17.07.2026 Lisa McAuley, CEO
The Great Professional Identity Crisis: When Your LinkedIn Says “Expert” But Your Evidence Says “Trust Me”

There is a curious phenomenon happening across global industries. Everyone is an expert.

Open any professional profile and you will discover a remarkable concentration of “leaders”, “strategists”, “innovators”, “transformers”, and occasionally someone who is apparently a “global thought leader” despite never having left their home office (which, to be fair, is where many global operations now take place).

The modern professional has no shortage of confidence. What we sometimes lack is something far less glamorous: evidence.
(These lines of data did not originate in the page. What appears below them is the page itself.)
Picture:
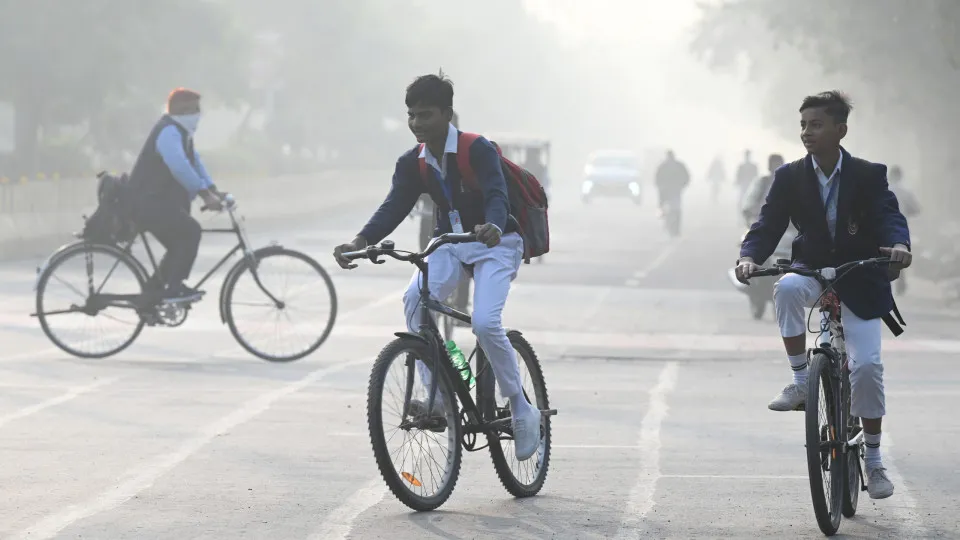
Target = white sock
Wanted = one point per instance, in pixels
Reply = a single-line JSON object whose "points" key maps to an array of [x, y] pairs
{"points": [[799, 365], [871, 453]]}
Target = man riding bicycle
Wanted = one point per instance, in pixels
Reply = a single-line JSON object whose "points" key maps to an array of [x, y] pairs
{"points": [[844, 211], [496, 256], [166, 177]]}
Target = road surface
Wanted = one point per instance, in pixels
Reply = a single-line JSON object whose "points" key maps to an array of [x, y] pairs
{"points": [[660, 376]]}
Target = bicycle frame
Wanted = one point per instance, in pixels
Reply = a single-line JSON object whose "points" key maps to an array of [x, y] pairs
{"points": [[130, 300], [428, 331]]}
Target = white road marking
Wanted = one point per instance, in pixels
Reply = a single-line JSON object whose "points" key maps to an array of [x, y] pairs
{"points": [[393, 296], [141, 478], [641, 496], [596, 446], [201, 325], [339, 522], [902, 507], [62, 398], [737, 476]]}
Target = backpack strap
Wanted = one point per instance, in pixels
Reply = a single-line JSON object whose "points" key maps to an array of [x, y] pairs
{"points": [[423, 170], [464, 144], [892, 320]]}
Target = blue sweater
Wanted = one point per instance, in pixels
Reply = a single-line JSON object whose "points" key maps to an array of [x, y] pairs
{"points": [[490, 204], [193, 178]]}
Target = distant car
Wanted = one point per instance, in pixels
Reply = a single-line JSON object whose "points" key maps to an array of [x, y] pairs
{"points": [[614, 173]]}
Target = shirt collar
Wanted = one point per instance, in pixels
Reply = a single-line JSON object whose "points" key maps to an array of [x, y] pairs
{"points": [[450, 147], [836, 170]]}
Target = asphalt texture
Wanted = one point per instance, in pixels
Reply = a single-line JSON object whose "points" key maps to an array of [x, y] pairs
{"points": [[659, 372]]}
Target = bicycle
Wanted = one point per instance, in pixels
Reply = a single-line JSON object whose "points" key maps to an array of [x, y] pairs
{"points": [[460, 299], [436, 412], [150, 311], [833, 463]]}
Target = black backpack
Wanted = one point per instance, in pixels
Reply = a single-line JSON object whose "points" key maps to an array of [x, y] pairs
{"points": [[112, 222]]}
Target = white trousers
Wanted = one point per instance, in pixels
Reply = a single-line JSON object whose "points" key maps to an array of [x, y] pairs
{"points": [[494, 269], [791, 294]]}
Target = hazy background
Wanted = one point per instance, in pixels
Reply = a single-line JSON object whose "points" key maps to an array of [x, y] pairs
{"points": [[297, 85]]}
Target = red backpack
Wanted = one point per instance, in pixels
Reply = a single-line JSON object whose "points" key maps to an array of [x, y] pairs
{"points": [[528, 200]]}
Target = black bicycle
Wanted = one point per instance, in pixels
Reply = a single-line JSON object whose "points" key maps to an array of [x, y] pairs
{"points": [[248, 289], [460, 299], [424, 418], [834, 438]]}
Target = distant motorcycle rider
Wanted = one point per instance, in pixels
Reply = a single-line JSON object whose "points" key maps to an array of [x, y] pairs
{"points": [[756, 192]]}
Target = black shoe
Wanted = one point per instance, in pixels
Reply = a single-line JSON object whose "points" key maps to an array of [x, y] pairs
{"points": [[180, 293]]}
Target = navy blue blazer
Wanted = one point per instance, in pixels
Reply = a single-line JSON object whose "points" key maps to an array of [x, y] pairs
{"points": [[868, 217], [489, 204]]}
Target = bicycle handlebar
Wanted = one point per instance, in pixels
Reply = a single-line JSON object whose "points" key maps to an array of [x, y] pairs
{"points": [[387, 248], [826, 274]]}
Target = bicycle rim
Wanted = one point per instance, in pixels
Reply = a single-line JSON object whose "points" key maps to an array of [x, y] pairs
{"points": [[519, 478], [825, 466], [105, 262], [420, 465]]}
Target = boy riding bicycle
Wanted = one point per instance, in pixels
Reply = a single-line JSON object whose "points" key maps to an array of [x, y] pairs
{"points": [[844, 211], [496, 256]]}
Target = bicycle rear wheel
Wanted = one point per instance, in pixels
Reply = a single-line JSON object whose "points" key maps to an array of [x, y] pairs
{"points": [[519, 478], [418, 452], [825, 462], [248, 306], [73, 306]]}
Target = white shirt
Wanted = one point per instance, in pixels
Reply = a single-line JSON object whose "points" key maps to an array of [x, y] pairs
{"points": [[450, 147], [825, 184]]}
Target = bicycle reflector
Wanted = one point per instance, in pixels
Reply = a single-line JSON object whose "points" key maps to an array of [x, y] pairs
{"points": [[411, 478]]}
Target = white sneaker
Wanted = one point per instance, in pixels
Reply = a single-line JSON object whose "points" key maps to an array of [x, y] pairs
{"points": [[878, 485], [792, 398], [526, 432]]}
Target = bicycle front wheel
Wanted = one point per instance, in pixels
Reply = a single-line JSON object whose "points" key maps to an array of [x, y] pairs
{"points": [[417, 451], [826, 463], [282, 308]]}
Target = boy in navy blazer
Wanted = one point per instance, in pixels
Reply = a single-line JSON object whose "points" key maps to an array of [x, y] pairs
{"points": [[495, 257], [843, 210]]}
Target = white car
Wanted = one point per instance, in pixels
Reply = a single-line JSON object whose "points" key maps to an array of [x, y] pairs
{"points": [[613, 173]]}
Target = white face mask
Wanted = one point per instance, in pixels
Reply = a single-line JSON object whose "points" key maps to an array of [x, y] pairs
{"points": [[188, 121]]}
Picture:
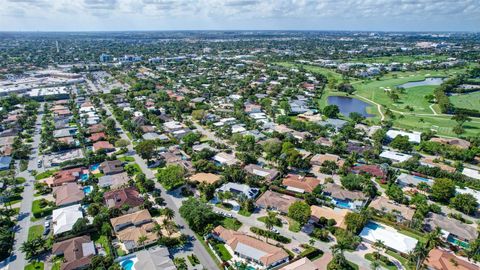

The world of trade, supply chains, customs, logistics, and international business has always valued experience. The problem is that experience has traditionally been stored in places that are difficult to verify — years spent solving problems, managing risk, navigating regulations, advising governments, fixing operational disasters at 4:55pm on a Friday afternoon, and knowing exactly which person to call when everyone else is searching through a 700-page manual.

The uncomfortable question is: how do you prove that?

Historically, the answer has often been a combination of job titles, business cards, and the sacred professional phrase: “I’ve been doing this for 20 years.”

And while 20 years of experience is impressive, the global economy has evolved. A person can spend two decades repeating the same process, while another person can transform an industry in five years. Time served matters — but what someone does with that time matters more.

This is where professional certification is changing the conversation.

The future of professional recognition is moving away from simply asking, “Where did you work?” and moving toward the more meaningful question: “What have you actually demonstrated?”

Because somewhere along the way, we created a strange professional contradiction. We demand proof from our aircraft, our engineers, our medicines, and our financial systems — but when it comes to human expertise, we often settle for a confident introduction and a well-designed LinkedIn banner.

Perhaps it is time for the human expert to receive the same level of recognition as the systems they manage.

The Global Trade Passport approach reflects this shift. It recognises that true expertise is not always found in exam rooms. Many of the world’s best professionals are not necessarily great test-takers — they are great decision-makers.

They are the people who have handled complex negotiations, managed regulatory challenges, solved supply chain disruptions, interpreted complicated trade rules, guided organisations through uncertainty, and delivered results when there was no textbook answer available.

Their assessment is not about remembering information for a few hours and forgetting it afterwards. It is about demonstrating how knowledge has been applied in the real world — where consequences exist, customers are waiting, and there is usually someone asking, “Can you fix this by tomorrow?”

Of course, professional recognition should not become another exercise in collecting titles. The world already has enough impressive-sounding labels. We do not need another badge that says “Senior Strategic Global Excellence Champion of Everything.”

What matters is credibility.

A professional designation should mean something. It should connect to demonstrated capability, verified experience, and a transparent standard that others can trust.

The rise of digital credentialing is also changing the game. A certificate sitting in a drawer has limited value. A verified professional identity that can be independently checked against rigid standards, connected to expertise areas, and carried throughout a career has far greater impact.

Think of it as a professional passport — because just like international travel, your expertise becomes much more valuable when someone can verify where you have been.

The interesting thing about the next generation of trade professionals is that they are not asking for recognition because they want another certificate on the wall. They are asking because industries are becoming more complex, supply chains are becoming more interconnected, and trust has become the most valuable currency.

The days of saying “trust me, I know what I’m doing” are slowly being replaced by “here is the evidence.”

And perhaps that is a good thing.

After all, the world does not need more people claiming expertise. It needs more professionals willing to demonstrate it.

The future belongs to those who can demonstrate what they know — not just those who can accurately respond to a set of pre-defined hypothetical test questions.

Although, to be fair, a good coffee and a great professional story still count for something and are a great starting point to demonstrate competencies.